For the next few years I infiltrated drug cartels, assassinated rock stars, and impersonated Ronald Reagan on several occasions. All the while a short Chinese woman attended school in my stead and even ran my business. I think Twee suspected the ruse (I certainly hope so, since he ended up marrying my imposter) but otherwise it was seamless, and I graduated with a degree and little else from Rutgers University. At this point in my young life I yearned to once more see the Somers ancestral home, where for twenty-five years my family had barely set foot. I yearned to begin the laborious task of making a name for myself. I yearned, mostly, to stop working nine to five.

And so, I decided to leave the CIA. By force, if need be.

 

Part Three: Wherein I fake my own death and start a new life as Per Lyutefisk, Esquire.

 

Leaving the CIA turned out to be easier than expected, mainly because they were convinced that breaking your dark oaths to the Agency would result in some instantaneous punishment from the nether spirit world they secretly served. Through some patient and circumspect conversations with my fellow agents (over mugs of blisteringly caffeinated coffee and unfiltered Marlboro TarLungs (not for public sale; the government confiscated millions of cartons of the things back in the fifties)) I discovered that slipping away from the Agency was as easy as changing your name and taking a long lunch (say, forty years). If they never heard of you again, they assumed that a pride of Jackals showed up at your door and tore you limb from limb for betraying your oaths.

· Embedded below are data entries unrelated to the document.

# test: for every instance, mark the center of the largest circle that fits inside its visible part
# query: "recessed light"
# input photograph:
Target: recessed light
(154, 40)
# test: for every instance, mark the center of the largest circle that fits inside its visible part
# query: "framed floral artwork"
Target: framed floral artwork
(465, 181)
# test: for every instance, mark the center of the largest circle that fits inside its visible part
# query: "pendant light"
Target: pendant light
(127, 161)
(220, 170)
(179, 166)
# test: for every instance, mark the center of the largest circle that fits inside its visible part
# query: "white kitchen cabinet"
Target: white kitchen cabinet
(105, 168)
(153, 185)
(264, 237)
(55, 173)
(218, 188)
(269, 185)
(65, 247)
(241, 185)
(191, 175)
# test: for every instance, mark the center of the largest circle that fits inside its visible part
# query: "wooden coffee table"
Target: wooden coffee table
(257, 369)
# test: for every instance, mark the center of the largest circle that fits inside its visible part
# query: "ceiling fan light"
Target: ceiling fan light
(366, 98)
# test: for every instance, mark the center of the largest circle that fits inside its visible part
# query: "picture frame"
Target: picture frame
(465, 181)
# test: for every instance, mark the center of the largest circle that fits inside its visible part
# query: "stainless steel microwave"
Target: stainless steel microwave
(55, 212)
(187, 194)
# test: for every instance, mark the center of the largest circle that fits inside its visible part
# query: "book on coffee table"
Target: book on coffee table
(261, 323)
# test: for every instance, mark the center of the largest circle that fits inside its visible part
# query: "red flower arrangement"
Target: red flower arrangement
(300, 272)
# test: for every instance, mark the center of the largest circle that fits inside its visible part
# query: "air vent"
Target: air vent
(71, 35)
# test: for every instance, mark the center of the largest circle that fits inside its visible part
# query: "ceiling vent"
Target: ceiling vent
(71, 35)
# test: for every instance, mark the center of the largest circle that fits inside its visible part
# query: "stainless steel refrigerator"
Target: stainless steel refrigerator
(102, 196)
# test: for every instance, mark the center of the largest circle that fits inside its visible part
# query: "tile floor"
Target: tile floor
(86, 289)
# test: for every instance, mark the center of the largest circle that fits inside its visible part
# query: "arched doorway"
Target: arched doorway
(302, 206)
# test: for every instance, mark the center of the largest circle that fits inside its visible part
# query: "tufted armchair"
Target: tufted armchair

I did have a run-in with a pride of Jackals a few nights into my extended lunch, in the parking lot of a Motel 6, but I fed them some Slim Jims I had in my pockets and they went quietly on their way.

The name I chose for myself was Per Lyutefisk. You have to understand that I had to choose a name that was not in the CIA computers, in order to avoid inconsistencies in the records that would lead them to me. While there are some forty thousand unfortunate men named “Per” in this world (explaining, I think, the higher suicide rates in the Nordic lands) none of them have ever had the last name “Lyutefisk”. I was home free. I set up shop as a Manicurist in Amsterdam and looked forward to living off the Swiss bank accounts I’d formed with the Contra money the CIA has lying around in Warehouse Six in Area 51 (just bags and bags of money left over from the Reagan years, forgotten by the Gipper and by just about everyone else, except sticky-fingered recruits like myself). I buffed and polished and hummed Beatles tunes and thought I might drink myself into an early, peaceful grave there. I began reading poetry at the various coffeehouses (until they barred me forever in 1994 after my reading of “101 Silent Poems” caused a riot in downtown Amsterdam) and became quite famous for a while, as far as obscure Nordic poets/manicurists can be famous.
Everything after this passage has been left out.